Upon finding out that the village they had vacated years ago on the state’s orders was now, again by instruction of the state, habitable again, Aruz and the elders of his 260-person following had gotten together for a family meeting, during which Felat, who wanted nothing to do with this reverse migration and didn’t want to leave the city, and a few nutjobs in his leadership, had gone out to the fields and torched the houses of their great-grandfathers.
Since these fanciful arsonists whose ages ranged from nine to fourteen hadn’t been as meticulous as those who, in their time, had burned similar villages with so much precision they could have been following a “Village Burning Directive,” the fire grew and they were collared before nightfall. The gendarmerie even prepared a report stating that the incident was in no way connected to any state institution, official or unofficial, and had Aruz sign it, and the fire took its exceptional place in the smoky history of the region. I hadn’t heard Felat’s voice in four months. Now he was talking about running away.

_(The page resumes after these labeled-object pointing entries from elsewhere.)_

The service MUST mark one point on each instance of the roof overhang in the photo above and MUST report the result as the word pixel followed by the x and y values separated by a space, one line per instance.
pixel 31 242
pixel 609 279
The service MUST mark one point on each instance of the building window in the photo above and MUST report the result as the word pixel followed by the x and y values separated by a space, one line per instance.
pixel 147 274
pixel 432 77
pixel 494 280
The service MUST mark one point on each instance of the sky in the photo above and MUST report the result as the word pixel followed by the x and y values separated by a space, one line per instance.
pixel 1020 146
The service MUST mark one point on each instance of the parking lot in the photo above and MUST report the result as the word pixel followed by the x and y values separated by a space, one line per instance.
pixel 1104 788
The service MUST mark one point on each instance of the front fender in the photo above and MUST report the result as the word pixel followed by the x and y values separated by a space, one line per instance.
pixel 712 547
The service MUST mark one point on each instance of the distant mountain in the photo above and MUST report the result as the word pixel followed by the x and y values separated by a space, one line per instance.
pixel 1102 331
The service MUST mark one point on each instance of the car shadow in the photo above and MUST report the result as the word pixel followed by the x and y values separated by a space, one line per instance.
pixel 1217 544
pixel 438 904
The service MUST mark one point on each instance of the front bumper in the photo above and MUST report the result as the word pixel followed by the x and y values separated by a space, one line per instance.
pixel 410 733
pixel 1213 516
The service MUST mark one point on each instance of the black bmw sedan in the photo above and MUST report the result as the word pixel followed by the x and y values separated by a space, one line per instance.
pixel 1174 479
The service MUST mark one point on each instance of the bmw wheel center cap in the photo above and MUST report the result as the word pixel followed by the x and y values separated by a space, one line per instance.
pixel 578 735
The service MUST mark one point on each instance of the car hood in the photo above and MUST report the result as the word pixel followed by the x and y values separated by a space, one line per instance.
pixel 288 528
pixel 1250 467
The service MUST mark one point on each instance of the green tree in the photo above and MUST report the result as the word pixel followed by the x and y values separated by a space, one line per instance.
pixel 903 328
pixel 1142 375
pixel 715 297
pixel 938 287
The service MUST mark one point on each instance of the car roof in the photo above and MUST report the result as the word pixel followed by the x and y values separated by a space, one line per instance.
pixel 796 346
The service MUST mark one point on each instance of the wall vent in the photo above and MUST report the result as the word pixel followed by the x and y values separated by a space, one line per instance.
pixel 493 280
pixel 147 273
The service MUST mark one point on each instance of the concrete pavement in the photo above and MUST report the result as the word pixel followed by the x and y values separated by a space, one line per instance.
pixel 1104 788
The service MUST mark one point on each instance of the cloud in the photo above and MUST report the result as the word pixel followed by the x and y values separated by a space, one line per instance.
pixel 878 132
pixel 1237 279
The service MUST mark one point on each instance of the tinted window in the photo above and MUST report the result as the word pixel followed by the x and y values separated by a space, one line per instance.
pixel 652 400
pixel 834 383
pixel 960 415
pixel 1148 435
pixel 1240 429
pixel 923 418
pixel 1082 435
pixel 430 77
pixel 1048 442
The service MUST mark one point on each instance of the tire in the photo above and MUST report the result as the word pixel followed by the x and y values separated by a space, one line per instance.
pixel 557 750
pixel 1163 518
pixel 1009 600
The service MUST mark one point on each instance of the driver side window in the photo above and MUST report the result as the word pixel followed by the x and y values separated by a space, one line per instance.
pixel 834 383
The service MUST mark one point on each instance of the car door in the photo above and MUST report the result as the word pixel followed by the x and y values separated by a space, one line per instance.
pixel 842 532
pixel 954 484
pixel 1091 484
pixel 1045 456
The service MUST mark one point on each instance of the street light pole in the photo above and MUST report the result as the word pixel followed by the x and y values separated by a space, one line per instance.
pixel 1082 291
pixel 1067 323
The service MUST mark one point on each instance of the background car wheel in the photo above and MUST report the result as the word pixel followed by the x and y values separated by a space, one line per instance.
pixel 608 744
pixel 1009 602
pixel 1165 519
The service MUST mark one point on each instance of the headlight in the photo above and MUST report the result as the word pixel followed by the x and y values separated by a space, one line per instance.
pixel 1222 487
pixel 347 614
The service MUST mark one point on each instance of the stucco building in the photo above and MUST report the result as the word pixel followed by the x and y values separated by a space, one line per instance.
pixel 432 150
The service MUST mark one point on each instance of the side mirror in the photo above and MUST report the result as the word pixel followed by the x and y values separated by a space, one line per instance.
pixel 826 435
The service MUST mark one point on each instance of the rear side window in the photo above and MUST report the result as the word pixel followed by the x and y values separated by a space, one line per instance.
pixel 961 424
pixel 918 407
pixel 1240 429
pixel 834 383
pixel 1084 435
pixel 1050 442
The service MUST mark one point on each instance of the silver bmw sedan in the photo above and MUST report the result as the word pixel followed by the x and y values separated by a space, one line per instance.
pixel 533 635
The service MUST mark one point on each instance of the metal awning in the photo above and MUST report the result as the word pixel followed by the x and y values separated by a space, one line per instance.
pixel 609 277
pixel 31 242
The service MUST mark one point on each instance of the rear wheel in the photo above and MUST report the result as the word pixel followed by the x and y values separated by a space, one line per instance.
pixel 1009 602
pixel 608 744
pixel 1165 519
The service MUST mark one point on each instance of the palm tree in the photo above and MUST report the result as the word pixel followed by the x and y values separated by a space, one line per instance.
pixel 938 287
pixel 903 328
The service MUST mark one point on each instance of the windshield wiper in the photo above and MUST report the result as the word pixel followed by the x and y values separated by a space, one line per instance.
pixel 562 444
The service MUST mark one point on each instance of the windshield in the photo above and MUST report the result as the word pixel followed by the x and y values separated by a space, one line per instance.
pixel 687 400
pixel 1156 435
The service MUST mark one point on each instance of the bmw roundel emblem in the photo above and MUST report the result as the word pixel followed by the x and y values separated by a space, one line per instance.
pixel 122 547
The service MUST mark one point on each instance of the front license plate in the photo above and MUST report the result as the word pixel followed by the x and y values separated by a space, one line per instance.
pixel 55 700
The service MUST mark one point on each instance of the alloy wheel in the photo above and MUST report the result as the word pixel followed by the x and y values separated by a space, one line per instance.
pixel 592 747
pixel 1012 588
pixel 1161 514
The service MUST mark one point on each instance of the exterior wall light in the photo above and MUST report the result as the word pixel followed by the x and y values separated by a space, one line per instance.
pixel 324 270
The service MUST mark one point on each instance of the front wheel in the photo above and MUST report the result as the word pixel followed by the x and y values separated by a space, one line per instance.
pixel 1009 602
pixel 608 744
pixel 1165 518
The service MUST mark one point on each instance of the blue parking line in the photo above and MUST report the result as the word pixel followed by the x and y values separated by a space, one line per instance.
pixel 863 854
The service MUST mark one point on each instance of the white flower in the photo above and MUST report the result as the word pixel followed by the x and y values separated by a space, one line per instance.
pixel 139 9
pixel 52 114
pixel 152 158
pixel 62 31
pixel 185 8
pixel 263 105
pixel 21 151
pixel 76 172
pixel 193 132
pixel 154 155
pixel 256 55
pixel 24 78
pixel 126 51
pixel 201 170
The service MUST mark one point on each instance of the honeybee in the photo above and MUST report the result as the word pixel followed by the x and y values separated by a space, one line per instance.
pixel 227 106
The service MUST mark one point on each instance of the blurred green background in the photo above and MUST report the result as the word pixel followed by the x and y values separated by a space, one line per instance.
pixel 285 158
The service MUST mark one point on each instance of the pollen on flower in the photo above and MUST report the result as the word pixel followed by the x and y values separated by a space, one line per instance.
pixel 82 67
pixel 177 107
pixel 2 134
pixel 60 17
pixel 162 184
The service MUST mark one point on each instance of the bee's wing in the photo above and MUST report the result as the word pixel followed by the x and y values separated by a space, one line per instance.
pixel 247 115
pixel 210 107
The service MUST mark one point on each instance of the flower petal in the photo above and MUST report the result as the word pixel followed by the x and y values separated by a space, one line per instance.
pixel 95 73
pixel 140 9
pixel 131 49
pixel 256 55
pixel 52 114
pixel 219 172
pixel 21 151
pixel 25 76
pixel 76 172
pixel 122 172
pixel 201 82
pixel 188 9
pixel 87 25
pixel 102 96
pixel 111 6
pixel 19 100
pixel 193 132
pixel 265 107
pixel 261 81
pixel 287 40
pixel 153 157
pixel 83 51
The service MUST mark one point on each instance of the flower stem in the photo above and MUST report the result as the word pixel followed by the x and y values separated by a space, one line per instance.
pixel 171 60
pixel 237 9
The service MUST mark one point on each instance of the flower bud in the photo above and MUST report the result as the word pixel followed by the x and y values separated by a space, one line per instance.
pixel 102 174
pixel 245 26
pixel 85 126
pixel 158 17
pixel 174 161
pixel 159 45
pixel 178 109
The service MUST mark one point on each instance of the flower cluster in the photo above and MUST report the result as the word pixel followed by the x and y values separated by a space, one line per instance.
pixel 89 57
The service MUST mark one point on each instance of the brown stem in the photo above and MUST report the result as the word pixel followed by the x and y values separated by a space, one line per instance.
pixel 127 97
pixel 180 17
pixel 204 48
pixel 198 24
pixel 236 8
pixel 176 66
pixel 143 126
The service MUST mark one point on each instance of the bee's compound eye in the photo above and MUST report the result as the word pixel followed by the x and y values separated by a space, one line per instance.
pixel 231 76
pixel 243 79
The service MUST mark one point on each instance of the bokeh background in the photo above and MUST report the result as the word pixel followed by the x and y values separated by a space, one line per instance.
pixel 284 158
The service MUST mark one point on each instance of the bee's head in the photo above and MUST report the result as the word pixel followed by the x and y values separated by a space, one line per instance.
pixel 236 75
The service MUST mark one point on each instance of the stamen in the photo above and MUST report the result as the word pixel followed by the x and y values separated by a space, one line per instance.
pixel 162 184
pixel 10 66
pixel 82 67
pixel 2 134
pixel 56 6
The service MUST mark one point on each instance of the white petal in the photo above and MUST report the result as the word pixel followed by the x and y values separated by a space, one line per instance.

I remembered so clearly. It was the holy night of Berat. Father was at me again, nagging, “Get up and call your uncle Aruz, wish him a blessed night!”
“I’m running away, man! I’m going to get the fuck out of here!”
“Hey, you ran away just last year! Where’re you going now?”
So I had been forced to call him. When the phone rang a few times and I was about to say, “No luck, Dad, he’s not picking up,” a child’s voice came from the other end:
“Brother?” he was saying. “Is that you?”
“I’m Gaza,” I said. “Who’re you?” I asked, and he hung up on me.
“That should be Felat … Aruz’s little boy,” said my father. “Whatever then, you can call him tomorrow,” he said and left. For the mosque.
“How should I know, man, should I maybe come over to yours?”
“What’re you going to do over here, kid?”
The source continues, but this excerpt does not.